RDC : l’ONU alerte sur une aggravation de l’insécurité alimentaire faute de financements

La République démocratique du Congo fait face à une détérioration alarmante de la situation alimentaire, sur fond de recul marqué des financements internationaux, a averti jeudi l’ONU. Plus de 26 millions de personnes pourraient se retrouver en situation d’insécurité alimentaire sévère d’ici début 2026, selon les dernières évaluations.

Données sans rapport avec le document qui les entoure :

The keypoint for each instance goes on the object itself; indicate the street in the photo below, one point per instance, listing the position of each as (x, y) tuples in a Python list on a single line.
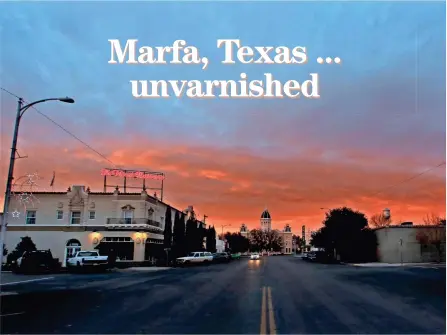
[(281, 294)]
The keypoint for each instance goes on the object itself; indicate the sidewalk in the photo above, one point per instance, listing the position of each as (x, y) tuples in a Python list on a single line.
[(147, 269), (383, 265)]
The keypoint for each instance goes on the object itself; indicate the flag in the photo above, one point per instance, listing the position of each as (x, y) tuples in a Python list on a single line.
[(52, 179)]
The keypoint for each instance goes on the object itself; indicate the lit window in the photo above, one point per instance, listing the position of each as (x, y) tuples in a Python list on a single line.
[(30, 217), (75, 217)]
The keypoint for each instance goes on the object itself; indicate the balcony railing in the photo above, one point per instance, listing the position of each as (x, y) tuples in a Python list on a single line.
[(133, 222)]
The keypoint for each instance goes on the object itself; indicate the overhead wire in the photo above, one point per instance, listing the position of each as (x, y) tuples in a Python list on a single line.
[(409, 179), (63, 128)]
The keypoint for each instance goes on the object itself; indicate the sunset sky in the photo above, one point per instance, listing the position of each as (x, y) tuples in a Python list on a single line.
[(380, 119)]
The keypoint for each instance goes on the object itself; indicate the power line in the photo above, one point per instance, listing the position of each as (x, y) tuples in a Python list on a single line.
[(64, 129), (409, 179)]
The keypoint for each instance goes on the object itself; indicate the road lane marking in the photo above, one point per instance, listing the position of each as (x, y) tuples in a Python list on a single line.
[(264, 312), (12, 314), (271, 314), (26, 281)]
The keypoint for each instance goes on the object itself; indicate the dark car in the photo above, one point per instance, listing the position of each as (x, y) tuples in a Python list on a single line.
[(221, 257), (320, 257), (37, 261)]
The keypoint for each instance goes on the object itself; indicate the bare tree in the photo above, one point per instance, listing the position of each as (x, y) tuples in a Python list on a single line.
[(379, 220), (433, 220)]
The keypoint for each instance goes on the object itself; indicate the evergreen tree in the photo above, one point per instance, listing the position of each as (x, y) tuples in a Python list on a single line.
[(167, 242), (211, 239), (200, 236), (179, 236), (182, 230), (191, 235), (26, 244)]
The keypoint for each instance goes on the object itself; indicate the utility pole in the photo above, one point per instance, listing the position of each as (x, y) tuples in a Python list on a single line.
[(20, 111)]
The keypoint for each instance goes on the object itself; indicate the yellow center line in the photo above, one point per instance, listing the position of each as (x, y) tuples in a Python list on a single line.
[(271, 314), (264, 312)]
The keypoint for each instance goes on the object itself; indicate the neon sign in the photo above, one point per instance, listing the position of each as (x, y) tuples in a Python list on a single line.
[(131, 174)]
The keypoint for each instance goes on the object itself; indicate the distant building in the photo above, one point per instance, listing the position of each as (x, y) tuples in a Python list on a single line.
[(408, 243), (220, 245), (266, 225)]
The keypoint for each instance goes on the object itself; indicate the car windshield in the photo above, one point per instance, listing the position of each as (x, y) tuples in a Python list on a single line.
[(87, 254)]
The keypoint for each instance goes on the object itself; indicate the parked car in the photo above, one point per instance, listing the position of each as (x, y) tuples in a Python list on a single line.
[(36, 262), (236, 256), (198, 257), (254, 256), (221, 257), (88, 259)]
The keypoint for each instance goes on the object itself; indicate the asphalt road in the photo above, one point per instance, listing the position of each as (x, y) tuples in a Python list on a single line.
[(274, 295)]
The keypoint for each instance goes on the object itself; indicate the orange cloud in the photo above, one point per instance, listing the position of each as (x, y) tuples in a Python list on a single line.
[(232, 187)]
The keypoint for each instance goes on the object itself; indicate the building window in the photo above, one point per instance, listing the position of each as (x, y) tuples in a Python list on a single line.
[(30, 217), (128, 216), (75, 217)]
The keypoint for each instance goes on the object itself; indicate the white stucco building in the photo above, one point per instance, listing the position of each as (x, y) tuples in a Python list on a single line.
[(131, 224), (266, 225)]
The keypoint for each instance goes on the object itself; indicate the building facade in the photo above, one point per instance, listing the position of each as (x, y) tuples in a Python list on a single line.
[(266, 225), (130, 225), (411, 244)]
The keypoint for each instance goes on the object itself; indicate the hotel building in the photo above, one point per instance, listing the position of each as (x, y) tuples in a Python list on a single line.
[(131, 224)]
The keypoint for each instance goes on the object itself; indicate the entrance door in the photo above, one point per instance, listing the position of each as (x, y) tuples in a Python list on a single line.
[(73, 246)]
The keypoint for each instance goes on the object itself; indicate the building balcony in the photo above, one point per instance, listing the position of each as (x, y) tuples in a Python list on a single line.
[(134, 224)]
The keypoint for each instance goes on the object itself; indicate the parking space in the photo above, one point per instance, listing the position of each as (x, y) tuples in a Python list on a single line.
[(9, 278)]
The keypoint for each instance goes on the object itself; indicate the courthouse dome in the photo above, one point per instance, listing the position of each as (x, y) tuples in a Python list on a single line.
[(265, 214)]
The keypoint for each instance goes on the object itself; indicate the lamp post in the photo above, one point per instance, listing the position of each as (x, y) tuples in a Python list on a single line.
[(20, 111)]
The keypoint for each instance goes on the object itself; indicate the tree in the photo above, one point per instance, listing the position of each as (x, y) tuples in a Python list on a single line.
[(379, 220), (433, 220), (297, 240), (200, 236), (211, 239), (434, 237), (265, 240), (319, 239), (179, 245), (274, 240), (25, 245), (258, 240), (236, 242), (345, 233), (167, 234), (191, 234)]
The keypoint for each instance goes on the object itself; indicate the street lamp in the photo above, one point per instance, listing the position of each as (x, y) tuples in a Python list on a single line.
[(20, 111)]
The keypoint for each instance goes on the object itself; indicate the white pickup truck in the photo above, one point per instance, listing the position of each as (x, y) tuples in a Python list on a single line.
[(84, 259), (197, 257)]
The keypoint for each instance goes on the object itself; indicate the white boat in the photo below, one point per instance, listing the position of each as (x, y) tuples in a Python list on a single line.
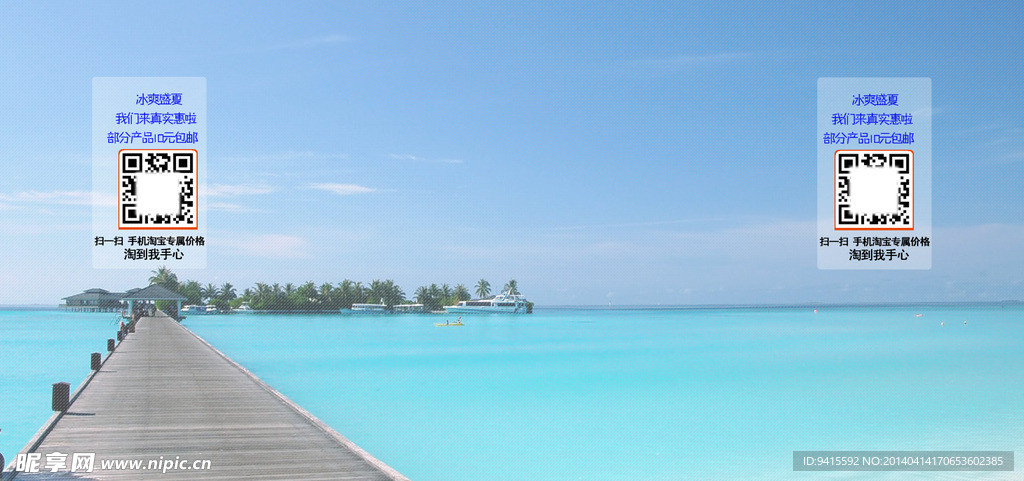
[(194, 309), (502, 303), (371, 308)]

L’est du pays est en proie depuis trois décennies à des conflits armés, une violence ravivée depuis janvier avec la prise de Goma et de Bukavu par le groupe M23. Ces affrontements ont déjà provoqué des milliers de morts et déplacé des millions de personnes, aggravant une crise alimentaire chronique.
D’après une analyse récente du Cadre intégré de classification de la sécurité alimentaire (IPC), mandaté par l’ONU, près de 26,6 millions de Congolais devraient être confrontés à des niveaux de crise alimentaire sévère ou pire en 2026, contre 24,8 millions cette année. Parmi eux, 3,9 millions seront en situation d’urgence, contre 3,2 millions en 2025. Les provinces du Nord-Kivu, du Sud-Kivu, de l’Ituri et du Tanganyika concentrent à elles seules 75 % des cas les plus critiques.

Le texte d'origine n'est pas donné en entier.